O rio Letes
"Porque às perturbações da memória estão ligadas as intermitências do coração. É sem dúvida a existência do nosso corpo, semelhante para nós a um vaso onde a nossa espiritualidade estivesse encerrada, que nos induz a supor que todos os nossos bens interiores, as nossas alegrias passadas, todas as nossas dores estão perpetuamente em nossa possessão. Talvez seja inexacto crer que elas nos escapam ou nos voltam. Em todo o caso, se elas permanecem em nós, é a maior parte do tempo num domínio desconhecido onde não são de qualquer utilidade para nós, e onde mesmo as mais habituais são recalcadas por recordações de ordem diferente e que excluem toda a simultaneidade com as da consciência."
"Sodome et Gomorrhe" (Marcel Proust)
Estas reflexões são motivadas por esse outro encontro com o passado vivo (como o episódio mais conhecido da madalena ou o da laje desnivelada que o faz pensar em Veneza), quando o narrador, ao baixar-se para desapertar o primeiro botão da bota, o seu peito "se encheu de uma presença desconhecida, divina, os soluços o sacudiram, as lágrimas correram dos seus olhos". A ausência da avó atingia-o agora, realmente, apesar de já ter passado um ano sobre a sua morte.
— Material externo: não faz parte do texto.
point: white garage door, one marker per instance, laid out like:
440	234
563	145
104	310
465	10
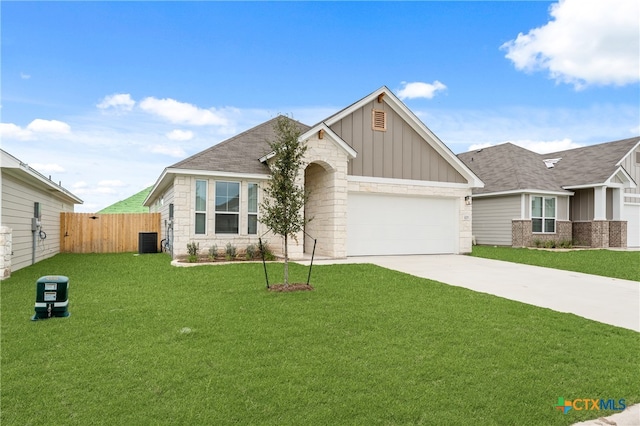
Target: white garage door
631	214
382	224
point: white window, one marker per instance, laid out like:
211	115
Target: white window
227	207
201	207
252	218
543	214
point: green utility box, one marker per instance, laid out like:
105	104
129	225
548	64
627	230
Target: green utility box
52	297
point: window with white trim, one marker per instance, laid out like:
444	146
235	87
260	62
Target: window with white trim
543	214
201	207
252	217
227	207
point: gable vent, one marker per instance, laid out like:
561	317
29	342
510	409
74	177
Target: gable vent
379	120
551	162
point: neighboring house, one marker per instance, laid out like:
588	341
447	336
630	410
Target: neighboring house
30	215
132	204
587	195
380	182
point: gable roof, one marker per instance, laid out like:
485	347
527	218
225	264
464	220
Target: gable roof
590	164
416	124
510	168
132	204
239	154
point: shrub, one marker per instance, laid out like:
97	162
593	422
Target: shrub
251	251
230	251
193	249
566	244
213	251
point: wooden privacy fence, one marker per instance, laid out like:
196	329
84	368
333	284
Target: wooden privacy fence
105	233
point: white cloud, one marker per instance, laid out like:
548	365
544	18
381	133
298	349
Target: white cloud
48	168
12	131
119	102
585	42
49	126
541	147
112	183
180	135
181	112
420	90
172	151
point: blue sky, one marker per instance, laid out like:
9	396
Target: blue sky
104	95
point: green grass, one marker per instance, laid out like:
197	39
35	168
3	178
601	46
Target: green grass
368	347
608	263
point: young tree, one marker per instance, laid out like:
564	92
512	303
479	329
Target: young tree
282	206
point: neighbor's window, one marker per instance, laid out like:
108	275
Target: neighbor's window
543	214
201	207
227	207
252	195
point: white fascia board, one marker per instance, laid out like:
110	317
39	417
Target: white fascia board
315	129
522	191
351	153
391	181
170	172
624	157
401	109
10	162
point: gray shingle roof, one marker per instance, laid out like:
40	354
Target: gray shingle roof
589	164
239	154
508	167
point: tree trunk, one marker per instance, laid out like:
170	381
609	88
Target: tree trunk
286	261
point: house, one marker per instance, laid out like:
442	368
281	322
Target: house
30	215
587	195
380	183
132	204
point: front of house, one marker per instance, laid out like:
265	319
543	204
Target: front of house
588	196
379	183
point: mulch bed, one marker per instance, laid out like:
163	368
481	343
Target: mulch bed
290	287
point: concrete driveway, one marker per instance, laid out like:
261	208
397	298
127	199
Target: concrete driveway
607	300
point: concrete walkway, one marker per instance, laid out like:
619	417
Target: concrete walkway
608	300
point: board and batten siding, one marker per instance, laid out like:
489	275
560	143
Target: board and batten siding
491	221
18	198
398	152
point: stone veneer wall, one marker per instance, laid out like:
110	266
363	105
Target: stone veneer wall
5	252
522	236
618	233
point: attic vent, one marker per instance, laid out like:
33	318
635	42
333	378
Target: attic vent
551	162
379	120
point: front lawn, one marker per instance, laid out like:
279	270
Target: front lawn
608	263
147	343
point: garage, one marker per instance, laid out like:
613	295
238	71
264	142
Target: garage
631	214
384	224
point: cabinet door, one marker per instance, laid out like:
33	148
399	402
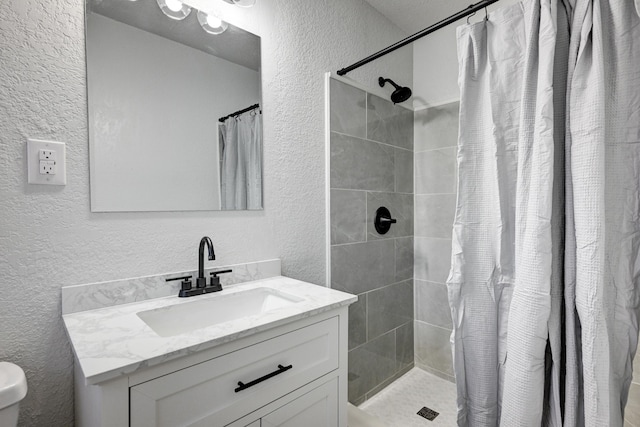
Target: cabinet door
318	408
209	395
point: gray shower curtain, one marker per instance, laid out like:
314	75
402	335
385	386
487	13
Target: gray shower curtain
241	161
545	263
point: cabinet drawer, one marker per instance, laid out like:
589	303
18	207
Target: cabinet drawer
205	394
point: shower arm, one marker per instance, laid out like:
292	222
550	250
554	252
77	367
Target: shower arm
433	28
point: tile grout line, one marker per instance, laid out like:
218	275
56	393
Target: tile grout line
411	150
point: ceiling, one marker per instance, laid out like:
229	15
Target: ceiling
415	15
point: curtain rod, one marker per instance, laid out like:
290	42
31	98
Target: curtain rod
435	27
237	113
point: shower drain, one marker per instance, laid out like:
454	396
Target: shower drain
428	413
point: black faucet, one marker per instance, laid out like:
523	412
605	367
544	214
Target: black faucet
201	281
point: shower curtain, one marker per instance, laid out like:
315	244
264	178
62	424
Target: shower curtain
241	161
544	282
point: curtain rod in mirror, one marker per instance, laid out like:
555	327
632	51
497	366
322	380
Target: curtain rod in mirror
237	113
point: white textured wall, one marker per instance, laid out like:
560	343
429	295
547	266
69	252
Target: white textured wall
49	237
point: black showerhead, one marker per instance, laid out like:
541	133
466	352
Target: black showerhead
399	95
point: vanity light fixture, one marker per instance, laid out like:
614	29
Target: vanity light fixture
174	9
242	3
211	23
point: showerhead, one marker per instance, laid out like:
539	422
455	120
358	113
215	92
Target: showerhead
399	95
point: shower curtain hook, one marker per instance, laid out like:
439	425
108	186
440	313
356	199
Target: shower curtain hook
469	17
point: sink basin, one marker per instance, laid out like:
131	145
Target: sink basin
181	318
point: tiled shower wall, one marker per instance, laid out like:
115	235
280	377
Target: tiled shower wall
372	166
436	131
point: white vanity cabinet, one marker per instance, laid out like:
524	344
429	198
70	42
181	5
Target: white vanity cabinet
291	375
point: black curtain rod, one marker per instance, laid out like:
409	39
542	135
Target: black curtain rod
237	113
435	27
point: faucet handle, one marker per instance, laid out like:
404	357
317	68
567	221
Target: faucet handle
215	273
214	284
186	282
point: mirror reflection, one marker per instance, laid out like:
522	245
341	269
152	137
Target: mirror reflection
175	118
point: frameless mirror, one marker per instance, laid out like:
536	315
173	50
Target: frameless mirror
175	120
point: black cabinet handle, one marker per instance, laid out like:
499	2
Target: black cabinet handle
243	386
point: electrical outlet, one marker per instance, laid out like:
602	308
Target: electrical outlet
46	162
46	155
47	167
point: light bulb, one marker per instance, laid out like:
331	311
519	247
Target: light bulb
174	9
213	21
174	5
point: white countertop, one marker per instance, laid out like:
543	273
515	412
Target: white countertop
114	341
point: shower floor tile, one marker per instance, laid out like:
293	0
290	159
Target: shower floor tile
398	404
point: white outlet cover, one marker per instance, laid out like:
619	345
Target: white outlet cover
33	162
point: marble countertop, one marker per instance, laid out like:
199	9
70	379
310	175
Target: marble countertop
114	341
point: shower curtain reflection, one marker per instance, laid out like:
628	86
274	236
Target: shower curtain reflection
241	161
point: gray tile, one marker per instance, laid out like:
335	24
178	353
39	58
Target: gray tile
435	214
348	109
403	170
362	267
388	381
388	308
389	123
404	345
632	411
432	347
359	164
436	171
357	401
358	322
432	259
437	127
404	258
371	364
401	208
437	373
348	216
432	304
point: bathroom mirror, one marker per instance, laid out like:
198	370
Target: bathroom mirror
157	88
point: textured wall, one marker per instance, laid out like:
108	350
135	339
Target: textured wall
372	166
49	238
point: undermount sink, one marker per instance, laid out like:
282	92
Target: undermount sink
181	318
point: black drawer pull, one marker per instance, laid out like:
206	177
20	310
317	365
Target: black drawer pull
281	369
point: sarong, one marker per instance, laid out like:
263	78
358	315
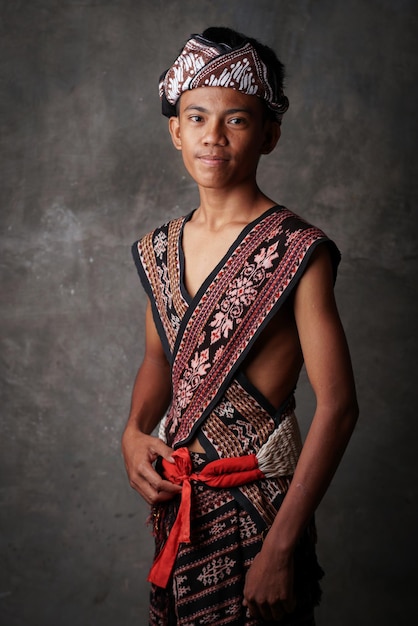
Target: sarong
206	340
208	580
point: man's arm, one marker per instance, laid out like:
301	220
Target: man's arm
269	584
150	399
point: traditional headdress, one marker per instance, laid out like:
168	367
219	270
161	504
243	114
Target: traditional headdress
203	63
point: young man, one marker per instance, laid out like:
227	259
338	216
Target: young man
240	294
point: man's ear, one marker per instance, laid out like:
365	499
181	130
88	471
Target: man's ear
174	128
272	134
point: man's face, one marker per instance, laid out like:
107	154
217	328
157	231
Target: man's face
222	133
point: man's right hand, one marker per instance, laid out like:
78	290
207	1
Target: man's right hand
140	451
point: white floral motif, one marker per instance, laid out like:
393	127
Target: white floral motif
192	378
239	75
216	570
242	292
292	236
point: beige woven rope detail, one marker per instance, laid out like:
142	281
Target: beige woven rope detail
280	454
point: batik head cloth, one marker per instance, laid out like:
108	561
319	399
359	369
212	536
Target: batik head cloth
203	63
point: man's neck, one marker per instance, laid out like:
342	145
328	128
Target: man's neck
218	208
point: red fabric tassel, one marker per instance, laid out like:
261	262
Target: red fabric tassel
229	472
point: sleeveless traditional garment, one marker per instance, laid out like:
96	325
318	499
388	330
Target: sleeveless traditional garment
206	339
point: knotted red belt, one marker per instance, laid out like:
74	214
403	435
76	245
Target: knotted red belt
229	472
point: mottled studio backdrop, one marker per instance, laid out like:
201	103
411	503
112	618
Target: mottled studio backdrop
86	167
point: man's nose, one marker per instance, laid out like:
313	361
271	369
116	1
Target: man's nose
215	133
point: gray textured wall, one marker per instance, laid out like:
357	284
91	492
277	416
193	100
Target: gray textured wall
86	168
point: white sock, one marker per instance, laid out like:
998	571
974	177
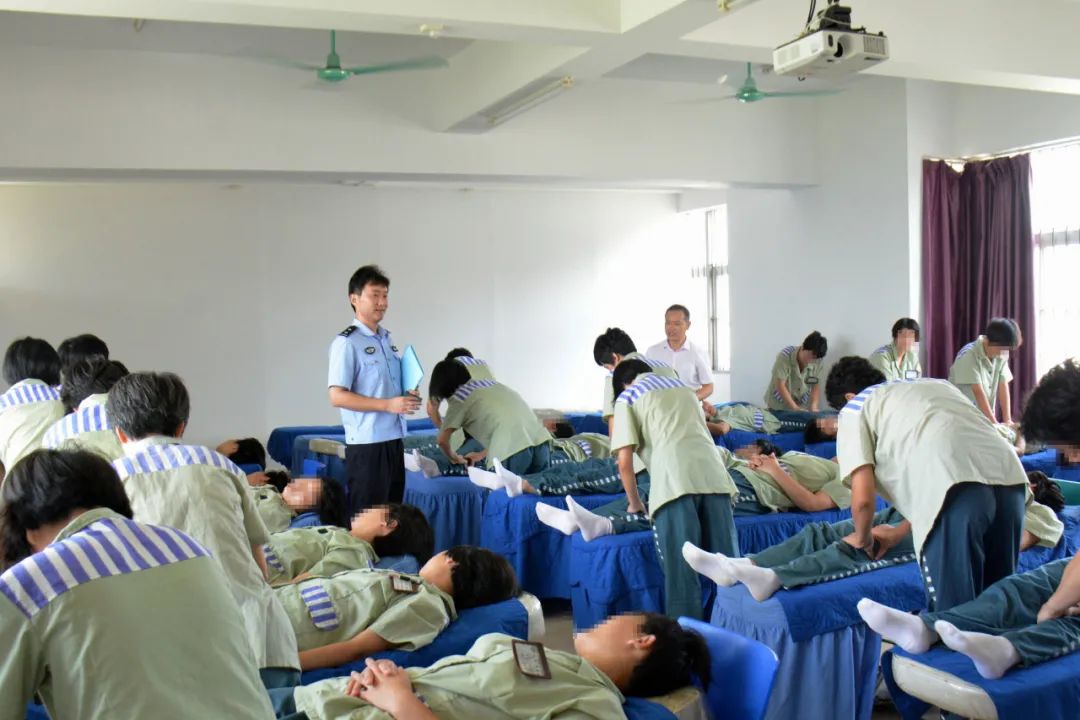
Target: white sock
592	526
993	655
714	566
761	582
485	478
905	629
561	519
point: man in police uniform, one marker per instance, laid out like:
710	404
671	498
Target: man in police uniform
365	382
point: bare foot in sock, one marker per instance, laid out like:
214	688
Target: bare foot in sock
561	519
763	583
715	566
905	629
592	526
993	655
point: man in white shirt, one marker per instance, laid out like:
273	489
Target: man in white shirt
678	352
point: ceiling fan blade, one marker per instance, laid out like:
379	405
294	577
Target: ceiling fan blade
415	64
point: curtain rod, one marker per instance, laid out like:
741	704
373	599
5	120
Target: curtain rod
1009	153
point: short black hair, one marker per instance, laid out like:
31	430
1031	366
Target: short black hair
850	375
905	324
817	343
91	376
625	372
31	358
80	348
1052	412
612	341
481	576
250	451
144	404
45	487
1047	492
446	377
369	274
682	309
1002	331
677	656
413	535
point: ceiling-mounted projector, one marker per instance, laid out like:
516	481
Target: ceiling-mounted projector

Aquela imagem do espírito no vaso evoca em nós, imediatamente, o maravilhoso dos contos árabes e traduz, com toda a justeza, o milagre que é, contra os hábitos, o entorpecimento e todos os filtros do Letes, a ressurreição do passado. Não como algo de exterior, como espectáculo do que fomos, conservando-nos nós na galeria, certamente com um sorriso irónico e enternecido nos lábios, mas como se voltássemos à inocência da situação original.
A obra de Proust é a mais conseguida parábola da literatura sobre o Eterno Retorno.